A failure prediction pipeline using XGBoost with survival analysis and SHAP explanations, trained on 15K sensor readings from 50 machines with an 8% failure rate.
Five-page Streamlit application for machine health monitoring and maintenance planning
XGBoost on 15K sensor readings from 50 industrial machines
Synthetic sensor data (15K readings, 50 machines, 8% failure rate) with features capturing temperature, vibration, pressure, RPM, and power consumption. Rolling 24-hour aggregations and interaction features are computed per machine. Four classifiers (Logistic Regression, Random Forest, XGBoost, Gradient Boosting) are trained with 5-fold stratified cross-validation. A Weibull AFT survival model estimates remaining useful life per machine. SHAP TreeExplainer provides per-reading explanations. A cost-based threshold optimizer balances unplanned downtime ($15K/FN) against preventive maintenance ($1.5K/FP) to find the decision boundary that minimizes total maintenance cost.

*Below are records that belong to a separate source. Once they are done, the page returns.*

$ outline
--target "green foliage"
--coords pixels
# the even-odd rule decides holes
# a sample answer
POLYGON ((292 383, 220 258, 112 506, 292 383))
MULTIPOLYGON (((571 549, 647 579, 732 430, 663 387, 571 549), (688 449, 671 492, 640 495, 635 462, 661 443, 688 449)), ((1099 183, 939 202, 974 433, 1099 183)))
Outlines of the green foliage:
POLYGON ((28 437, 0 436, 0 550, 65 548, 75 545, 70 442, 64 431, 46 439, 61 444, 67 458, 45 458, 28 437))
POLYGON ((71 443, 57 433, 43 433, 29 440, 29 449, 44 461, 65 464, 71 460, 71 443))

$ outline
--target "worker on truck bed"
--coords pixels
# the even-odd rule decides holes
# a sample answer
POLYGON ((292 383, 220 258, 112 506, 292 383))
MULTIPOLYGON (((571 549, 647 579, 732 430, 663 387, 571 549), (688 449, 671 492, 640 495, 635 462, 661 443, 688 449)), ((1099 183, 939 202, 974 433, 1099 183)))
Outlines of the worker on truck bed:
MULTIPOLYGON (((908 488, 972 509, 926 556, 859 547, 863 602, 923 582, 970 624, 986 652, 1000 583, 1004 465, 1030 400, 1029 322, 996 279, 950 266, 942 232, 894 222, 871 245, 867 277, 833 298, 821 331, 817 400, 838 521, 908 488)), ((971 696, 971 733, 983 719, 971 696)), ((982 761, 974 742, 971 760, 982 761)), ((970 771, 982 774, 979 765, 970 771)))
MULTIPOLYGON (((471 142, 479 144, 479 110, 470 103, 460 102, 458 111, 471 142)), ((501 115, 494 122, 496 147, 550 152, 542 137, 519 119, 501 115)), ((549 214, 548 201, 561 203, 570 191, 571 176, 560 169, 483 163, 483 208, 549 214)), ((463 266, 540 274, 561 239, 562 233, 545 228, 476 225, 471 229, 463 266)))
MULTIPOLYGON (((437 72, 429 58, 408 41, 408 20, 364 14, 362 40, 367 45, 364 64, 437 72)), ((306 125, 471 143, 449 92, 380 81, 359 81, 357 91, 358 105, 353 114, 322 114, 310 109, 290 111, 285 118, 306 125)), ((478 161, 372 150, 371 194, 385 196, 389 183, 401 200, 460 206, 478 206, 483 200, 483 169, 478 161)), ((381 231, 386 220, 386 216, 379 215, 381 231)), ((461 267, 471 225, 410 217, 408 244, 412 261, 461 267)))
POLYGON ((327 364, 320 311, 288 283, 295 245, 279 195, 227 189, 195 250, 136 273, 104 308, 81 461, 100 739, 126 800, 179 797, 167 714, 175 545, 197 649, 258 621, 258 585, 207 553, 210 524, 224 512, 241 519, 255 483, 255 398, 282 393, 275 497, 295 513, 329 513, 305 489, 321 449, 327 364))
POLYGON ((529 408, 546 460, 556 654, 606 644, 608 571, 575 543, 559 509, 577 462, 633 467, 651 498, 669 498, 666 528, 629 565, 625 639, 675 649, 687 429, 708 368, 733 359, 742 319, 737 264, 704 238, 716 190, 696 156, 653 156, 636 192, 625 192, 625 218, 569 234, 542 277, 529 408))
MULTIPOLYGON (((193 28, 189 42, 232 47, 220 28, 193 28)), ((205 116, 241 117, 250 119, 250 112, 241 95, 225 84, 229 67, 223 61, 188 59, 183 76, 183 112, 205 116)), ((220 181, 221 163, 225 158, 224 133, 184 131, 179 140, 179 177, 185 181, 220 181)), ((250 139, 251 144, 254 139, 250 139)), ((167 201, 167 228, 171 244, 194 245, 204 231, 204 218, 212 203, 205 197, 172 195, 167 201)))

Synthetic industrial sensor data built from realistic distributions modeled on common failure patterns in rotating equipment. Normal operation features steady-state temperature around 68C and low vibration, while pre-failure readings exhibit elevated temperatures (92C mean), increased vibration intensity, and pressure drops. Machine-level attributes (age, operating hours, maintenance history) add context. The 8% failure rate reflects typical industrial equipment failure incidence over a 7-day horizon.